Rated R for strong sexuality and violence, and pervasive language, 105 minutes
"Stone" is an unconvincing, flat drama
You'd think a film with two well-respected actors such as Robert DeNiro and Edward Norton would be more energetic and believable, but their new movie, "Stone," a drama and sexual triangle involving a prisoner, his parole officer and the prisoner's wife, is bland, implausible, downbeat and just hard to buy into. Sure, there are moments of acting brilliance with a couple of hefty interchanges between DeNiro and Norton, but the rest of it is a forgettable tale of redemption and grace.

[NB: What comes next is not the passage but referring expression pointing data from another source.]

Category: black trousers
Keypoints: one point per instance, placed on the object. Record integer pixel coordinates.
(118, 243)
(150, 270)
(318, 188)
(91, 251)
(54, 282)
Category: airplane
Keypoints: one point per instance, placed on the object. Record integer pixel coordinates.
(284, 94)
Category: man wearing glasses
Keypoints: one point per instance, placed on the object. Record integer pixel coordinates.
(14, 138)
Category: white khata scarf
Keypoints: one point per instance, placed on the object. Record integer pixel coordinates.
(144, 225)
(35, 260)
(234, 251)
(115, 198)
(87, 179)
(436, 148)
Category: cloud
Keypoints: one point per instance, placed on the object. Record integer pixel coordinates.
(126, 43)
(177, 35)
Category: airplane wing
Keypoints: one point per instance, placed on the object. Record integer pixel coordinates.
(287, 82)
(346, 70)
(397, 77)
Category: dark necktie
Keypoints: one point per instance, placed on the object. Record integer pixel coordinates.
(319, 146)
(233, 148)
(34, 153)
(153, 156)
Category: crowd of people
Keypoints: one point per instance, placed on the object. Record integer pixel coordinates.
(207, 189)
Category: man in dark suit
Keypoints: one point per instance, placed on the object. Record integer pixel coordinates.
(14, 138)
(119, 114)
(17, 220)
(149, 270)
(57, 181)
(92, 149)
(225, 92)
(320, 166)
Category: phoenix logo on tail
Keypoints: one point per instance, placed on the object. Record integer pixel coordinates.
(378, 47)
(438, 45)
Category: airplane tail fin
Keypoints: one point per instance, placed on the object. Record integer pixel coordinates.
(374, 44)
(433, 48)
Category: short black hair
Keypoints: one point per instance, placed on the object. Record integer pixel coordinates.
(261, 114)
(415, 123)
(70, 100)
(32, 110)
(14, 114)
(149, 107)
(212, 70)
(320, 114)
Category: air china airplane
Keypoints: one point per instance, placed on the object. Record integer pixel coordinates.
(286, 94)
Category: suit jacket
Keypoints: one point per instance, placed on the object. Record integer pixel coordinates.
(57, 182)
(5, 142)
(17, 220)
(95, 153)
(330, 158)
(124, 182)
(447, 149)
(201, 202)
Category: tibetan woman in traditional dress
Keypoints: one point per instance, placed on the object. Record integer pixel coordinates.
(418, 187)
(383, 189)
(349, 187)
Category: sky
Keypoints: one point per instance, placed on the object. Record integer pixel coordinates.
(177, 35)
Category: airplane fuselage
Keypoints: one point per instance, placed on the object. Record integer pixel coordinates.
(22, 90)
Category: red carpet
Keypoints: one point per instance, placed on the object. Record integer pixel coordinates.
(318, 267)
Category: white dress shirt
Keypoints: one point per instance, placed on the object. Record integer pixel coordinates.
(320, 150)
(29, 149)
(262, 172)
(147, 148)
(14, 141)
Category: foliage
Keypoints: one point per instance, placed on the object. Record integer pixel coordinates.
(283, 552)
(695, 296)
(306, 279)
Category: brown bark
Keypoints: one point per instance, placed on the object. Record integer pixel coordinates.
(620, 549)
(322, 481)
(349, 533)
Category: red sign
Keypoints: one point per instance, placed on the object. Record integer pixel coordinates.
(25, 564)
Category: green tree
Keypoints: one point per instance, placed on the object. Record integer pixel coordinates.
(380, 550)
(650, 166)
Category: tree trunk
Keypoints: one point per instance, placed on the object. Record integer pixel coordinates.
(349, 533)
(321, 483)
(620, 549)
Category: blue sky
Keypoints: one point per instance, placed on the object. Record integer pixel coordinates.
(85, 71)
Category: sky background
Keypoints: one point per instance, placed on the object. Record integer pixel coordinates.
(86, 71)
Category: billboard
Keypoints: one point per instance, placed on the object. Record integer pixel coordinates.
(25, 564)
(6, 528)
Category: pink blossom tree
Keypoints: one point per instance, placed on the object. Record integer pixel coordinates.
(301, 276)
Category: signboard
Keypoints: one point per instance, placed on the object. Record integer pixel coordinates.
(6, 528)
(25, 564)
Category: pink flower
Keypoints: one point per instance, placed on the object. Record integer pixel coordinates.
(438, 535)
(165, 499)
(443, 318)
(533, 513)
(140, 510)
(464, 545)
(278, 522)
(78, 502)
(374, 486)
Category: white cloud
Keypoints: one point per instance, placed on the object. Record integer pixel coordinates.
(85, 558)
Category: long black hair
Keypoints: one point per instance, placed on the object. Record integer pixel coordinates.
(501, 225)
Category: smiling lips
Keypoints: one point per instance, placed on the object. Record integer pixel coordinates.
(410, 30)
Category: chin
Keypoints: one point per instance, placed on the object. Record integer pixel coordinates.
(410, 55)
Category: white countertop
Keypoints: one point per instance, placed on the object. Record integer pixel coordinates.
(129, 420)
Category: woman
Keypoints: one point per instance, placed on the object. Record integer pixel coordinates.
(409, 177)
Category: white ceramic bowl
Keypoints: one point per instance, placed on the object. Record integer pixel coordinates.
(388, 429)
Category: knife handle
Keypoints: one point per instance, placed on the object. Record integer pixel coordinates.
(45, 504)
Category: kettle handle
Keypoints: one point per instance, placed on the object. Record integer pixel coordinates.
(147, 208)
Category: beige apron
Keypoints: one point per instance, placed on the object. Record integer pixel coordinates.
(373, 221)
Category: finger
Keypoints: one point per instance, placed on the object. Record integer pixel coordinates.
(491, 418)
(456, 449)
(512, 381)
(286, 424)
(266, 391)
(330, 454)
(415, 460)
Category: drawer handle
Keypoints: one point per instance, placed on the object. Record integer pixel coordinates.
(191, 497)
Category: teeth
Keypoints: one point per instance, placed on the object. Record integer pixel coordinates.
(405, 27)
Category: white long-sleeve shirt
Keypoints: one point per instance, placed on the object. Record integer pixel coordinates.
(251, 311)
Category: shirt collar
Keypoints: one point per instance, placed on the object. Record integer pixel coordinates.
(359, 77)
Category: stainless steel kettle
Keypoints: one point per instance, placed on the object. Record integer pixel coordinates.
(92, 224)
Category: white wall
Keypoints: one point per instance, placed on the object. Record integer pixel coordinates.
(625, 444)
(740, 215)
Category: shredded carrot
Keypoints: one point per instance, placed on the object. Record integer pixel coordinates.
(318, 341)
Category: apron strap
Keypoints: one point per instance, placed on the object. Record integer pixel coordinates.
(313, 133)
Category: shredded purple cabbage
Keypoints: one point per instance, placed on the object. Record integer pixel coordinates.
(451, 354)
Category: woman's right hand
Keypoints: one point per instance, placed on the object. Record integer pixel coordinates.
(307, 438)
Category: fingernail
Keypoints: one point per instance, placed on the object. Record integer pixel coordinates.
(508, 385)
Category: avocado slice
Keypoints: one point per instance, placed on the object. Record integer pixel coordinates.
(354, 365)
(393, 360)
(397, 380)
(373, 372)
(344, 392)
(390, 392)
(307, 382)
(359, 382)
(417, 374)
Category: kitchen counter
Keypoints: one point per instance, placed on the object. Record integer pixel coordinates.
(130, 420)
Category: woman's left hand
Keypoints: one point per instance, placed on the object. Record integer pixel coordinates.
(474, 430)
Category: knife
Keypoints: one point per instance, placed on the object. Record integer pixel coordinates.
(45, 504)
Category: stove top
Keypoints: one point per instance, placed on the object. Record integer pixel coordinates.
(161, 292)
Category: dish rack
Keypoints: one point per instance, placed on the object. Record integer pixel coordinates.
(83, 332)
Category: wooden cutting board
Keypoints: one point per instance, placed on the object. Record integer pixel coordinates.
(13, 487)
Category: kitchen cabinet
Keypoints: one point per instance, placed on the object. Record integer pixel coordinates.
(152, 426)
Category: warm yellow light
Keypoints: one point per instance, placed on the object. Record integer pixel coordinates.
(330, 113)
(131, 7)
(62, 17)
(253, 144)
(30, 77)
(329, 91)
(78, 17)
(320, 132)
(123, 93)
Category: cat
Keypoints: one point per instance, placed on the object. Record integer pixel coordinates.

Parole officer Jack Mabry (Robert De Niro) has only a few weeks left before retirement and wishes to finish out the cases he's been assigned. One of his cases is Gerald "Stone" Creeson (Edward Norton), a convicted arsonist up for parole. Jack is initially reluctant to indulge Stone in the coarse banter he wishes to pursue and feels little sympathy for the prisoner's pleads for an early release. Seeing little hope in convincing Jack himself, Stone arranges for his wife Lucetta (Milla Jovovich) to seduce the officer, but motives and intentions steadily blur amidst the passions and buried secrets of the corrupted players in this deadly game of deception.
"Stone" is a stark, overly earnest yet well-acted drama about forgiveness and faith that is in need of a better script. DeNiro and Norton do their best to overcome the heavy-handed, contrived script (Angus MacLachan of "Junebug") and direction (John Curran of "The Painted Veil") that audiences will have trouble relating to. It's baffling why DeNiro's character, so close to retirement, would screw things up royally for himself and those around him. And miscast action star Jovovich ("Resident Evil") throws the film off considerably, she is simply not in the league of the rest of the cast. Watch for Frances Conroy ("Six Feet Under") in the movie's most believable and sympathetic role, as the put-upon wife of DeNiro's character.
Norton overracts but is still worth watching, and he and a low-key DeNiro have a few decent scenes together that pepper the earnest, slow-moving film. "Stone's" messages of redemption and faith are worthy, but the film is otherwise forgettable and a disappointment considering the talent.